- Synonyms: FALANT
- Purpose: screens for red-green deficiencies

= Farnsworth Lantern Test =

Test for color vision

The Farnsworth Lantern Test, or FALANT, is a color vision test originally developed specifically to screen sailors for tasks requiring color vision, such as identifying signal lights at night. It screens for red-green color blindness, but not the much rarer blue color deficiency.

== History ==
The test was developed by Commander Dean Farnsworth of the United States Navy while stationed at the Naval Submarine Research Laboratory in New London, Connecticut during World War II. After its adoption by the United States Navy in 1954 as the standard color vision test for sailors aboard ship, it has additionally been used to screen flying personnel.

== Test procedure ==
The test consists of showing a pair of vertically oriented lights consisting of combinations of either red, green or yellow-white. The test subject is asked to identify the two colors (some of which are identical). Nine color pairs are administered during the test, beginning with a red/green combination, to allow the patient to see these two colors prior to seeing a white light, which decreases testing errors. The examinee is shown the target for only two seconds, as color-deficient patients can sometimes correctly identify the colors with prolonged exposure. The yellow-white light, or one of the identical paired lights, employs a 50% neutral gray filter to reduce luminance cues to the color-deficient patient. Random presentation reduces memorization of the test sequence by motivated persons.

== Results assessment ==
Errors by color-deficient subjects tend to be of two types. The first is mis-calling the white light the complement of the colors presented. For example, red-white is called as "red-green", or green-white as "green-red". The second is when a pair of lights of the same color but differing in brightness by 50% is displayed; the brighter identical color is called as "white". For example, green(dim)-green(bright) is called as "green-white". Dichromats, by definition, cannot distinguish any of the colors, and can only make correct answers by random guessing.
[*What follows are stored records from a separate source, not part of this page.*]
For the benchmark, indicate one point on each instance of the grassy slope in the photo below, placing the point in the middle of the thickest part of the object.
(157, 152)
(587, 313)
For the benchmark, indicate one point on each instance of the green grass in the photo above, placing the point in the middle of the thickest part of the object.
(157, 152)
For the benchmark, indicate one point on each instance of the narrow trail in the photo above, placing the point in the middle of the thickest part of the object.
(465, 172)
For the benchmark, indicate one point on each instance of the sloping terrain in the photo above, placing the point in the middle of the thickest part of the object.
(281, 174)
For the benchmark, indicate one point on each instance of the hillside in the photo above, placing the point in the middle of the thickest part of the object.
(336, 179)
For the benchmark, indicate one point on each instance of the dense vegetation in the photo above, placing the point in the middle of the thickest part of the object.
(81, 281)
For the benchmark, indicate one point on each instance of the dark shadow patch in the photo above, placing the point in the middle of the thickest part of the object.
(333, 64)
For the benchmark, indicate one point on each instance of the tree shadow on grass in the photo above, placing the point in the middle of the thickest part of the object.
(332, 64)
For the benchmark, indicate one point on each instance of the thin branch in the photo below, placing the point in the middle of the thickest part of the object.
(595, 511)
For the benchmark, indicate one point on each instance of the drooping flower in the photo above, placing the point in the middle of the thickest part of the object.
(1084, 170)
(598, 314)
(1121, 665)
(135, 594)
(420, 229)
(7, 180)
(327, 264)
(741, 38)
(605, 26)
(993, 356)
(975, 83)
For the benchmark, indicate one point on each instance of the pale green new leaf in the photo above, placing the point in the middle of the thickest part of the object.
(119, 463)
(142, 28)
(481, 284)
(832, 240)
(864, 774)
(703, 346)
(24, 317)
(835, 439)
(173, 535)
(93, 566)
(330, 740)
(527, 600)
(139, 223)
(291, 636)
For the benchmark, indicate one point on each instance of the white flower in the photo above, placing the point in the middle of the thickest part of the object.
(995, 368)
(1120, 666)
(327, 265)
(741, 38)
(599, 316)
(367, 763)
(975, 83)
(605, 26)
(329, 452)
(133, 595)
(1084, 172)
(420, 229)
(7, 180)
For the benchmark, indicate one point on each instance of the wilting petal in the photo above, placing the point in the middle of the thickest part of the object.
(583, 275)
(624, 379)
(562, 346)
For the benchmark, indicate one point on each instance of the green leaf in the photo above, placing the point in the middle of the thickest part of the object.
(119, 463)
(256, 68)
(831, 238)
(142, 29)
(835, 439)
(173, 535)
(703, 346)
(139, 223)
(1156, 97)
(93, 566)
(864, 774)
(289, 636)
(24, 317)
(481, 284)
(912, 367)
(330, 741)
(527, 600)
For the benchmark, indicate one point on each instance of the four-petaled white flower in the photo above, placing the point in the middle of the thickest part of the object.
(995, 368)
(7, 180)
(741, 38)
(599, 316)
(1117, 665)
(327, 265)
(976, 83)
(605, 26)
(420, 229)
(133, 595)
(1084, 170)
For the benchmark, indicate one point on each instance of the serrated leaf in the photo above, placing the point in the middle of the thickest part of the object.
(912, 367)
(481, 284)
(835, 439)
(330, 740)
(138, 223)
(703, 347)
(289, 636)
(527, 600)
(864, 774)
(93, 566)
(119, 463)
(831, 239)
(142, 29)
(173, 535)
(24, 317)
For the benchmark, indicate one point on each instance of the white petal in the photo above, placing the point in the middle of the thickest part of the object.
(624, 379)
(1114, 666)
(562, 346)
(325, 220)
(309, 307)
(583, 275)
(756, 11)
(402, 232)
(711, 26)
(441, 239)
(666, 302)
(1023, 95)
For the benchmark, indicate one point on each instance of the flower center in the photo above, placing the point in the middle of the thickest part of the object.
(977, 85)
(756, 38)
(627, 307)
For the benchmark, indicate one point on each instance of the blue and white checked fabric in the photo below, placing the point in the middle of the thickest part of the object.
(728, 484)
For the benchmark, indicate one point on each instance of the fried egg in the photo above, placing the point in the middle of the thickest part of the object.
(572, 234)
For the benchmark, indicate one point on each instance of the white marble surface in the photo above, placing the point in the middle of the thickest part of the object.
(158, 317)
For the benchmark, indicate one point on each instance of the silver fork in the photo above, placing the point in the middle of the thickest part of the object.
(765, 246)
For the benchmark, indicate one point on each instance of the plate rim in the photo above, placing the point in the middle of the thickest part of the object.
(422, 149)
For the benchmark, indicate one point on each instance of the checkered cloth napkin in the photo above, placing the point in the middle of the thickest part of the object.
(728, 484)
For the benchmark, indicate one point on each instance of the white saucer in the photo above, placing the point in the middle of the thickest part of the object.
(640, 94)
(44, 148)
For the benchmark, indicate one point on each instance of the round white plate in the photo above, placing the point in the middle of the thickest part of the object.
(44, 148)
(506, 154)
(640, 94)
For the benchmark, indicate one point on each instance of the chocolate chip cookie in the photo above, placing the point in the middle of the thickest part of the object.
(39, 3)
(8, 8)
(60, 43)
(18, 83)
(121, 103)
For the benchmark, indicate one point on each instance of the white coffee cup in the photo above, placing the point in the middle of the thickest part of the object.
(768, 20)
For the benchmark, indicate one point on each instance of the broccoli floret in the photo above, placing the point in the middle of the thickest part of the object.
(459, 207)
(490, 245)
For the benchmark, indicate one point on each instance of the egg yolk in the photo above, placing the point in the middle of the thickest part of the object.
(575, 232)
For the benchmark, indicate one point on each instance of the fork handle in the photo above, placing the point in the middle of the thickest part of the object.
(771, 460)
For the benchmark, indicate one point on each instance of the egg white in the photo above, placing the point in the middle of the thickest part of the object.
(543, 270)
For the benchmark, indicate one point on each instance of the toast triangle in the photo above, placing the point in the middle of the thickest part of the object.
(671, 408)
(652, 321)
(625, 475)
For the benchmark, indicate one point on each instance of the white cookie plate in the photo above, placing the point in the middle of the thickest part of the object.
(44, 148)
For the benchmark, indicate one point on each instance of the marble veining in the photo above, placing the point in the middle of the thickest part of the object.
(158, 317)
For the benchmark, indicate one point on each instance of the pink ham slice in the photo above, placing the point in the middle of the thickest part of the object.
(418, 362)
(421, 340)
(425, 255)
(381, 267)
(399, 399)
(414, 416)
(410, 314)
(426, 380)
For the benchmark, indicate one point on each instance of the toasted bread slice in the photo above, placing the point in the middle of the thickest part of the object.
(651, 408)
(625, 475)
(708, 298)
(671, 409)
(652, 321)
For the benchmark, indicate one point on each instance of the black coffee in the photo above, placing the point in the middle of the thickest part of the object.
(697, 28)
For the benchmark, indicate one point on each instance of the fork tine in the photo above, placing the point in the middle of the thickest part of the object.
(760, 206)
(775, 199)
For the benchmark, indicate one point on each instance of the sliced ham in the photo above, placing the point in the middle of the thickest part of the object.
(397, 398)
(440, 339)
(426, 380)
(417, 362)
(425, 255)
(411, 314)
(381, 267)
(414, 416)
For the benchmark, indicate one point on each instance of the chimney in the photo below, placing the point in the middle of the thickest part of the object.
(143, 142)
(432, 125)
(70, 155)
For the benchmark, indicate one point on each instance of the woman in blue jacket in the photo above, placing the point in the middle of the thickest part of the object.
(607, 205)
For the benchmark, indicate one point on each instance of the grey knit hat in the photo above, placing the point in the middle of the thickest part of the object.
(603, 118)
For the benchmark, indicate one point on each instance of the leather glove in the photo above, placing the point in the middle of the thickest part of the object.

The Military Medical Purchase Description specifies the lights in the FALANT in terms of percent luminous transmittance and 1931 CIE x,y chromaticity coordinates, calculated from Illuminant A, from spectrophotometric measurements of the glass filter components that make up the lantern. Illuminant A is approximated by a 115 volt, 40 watt T8 tungsten lamp inside the FALANT.

By design, the FALANT allows mild color-blindness conditions to pass the test, while still excluding most of the moderate or severe cases of color-deficiency. The test is intended to mimic the types of situations requiring color vision that a sailor would find while serving aboard a ship. The test is passed if there were no mistakes in the first nine pairs, or only two mistakes in the eighteen presentations shown to the examinee.

== Test evaluation ==
Research has shown a sensitivity of only 25% for detecting color vision deficiencies, and occasionally the FALANT allows moderate or even severely color deficient trichromats to pass, especially if given enough attempts with allowed errors, or given improperly by the technician. Administration errors are frequent, when not given in the correct lighting conditions, timing or distance.

Testing errors are reduced by standardization of the verbal instructions, rules for administration, and scoring method. Four important phrases are: (1) "Remember, only three colors - red, green, and white", (2) "They look like signal lights at a distance", (3) "Call out the colors as soon as you see them", (4) "They can be in any combination or the same".

== Usage in aviation ==
The FALANT is accepted by the United States Federal Aviation Administration as a test of color vision for the purpose of obtaining a pilot's license. However, the United States Air Force discontinued use of the FALANT in 1993 due to its frequent failure to identify cases of color blindness considerably more serious than the test was intended to let pass.

In the FedEx Express Flight 1478 crash, the pilot flying was red-green color-blind and would have struggled to read a Precision approach path indicator (PAPI).
He had passed the FALANT many times, but failed a battery of more sensitive tests.The original FALANT apparatus is no longer manufactured, but many modern equivalents of various levels of sophistication, such as the Optec-900, are available today.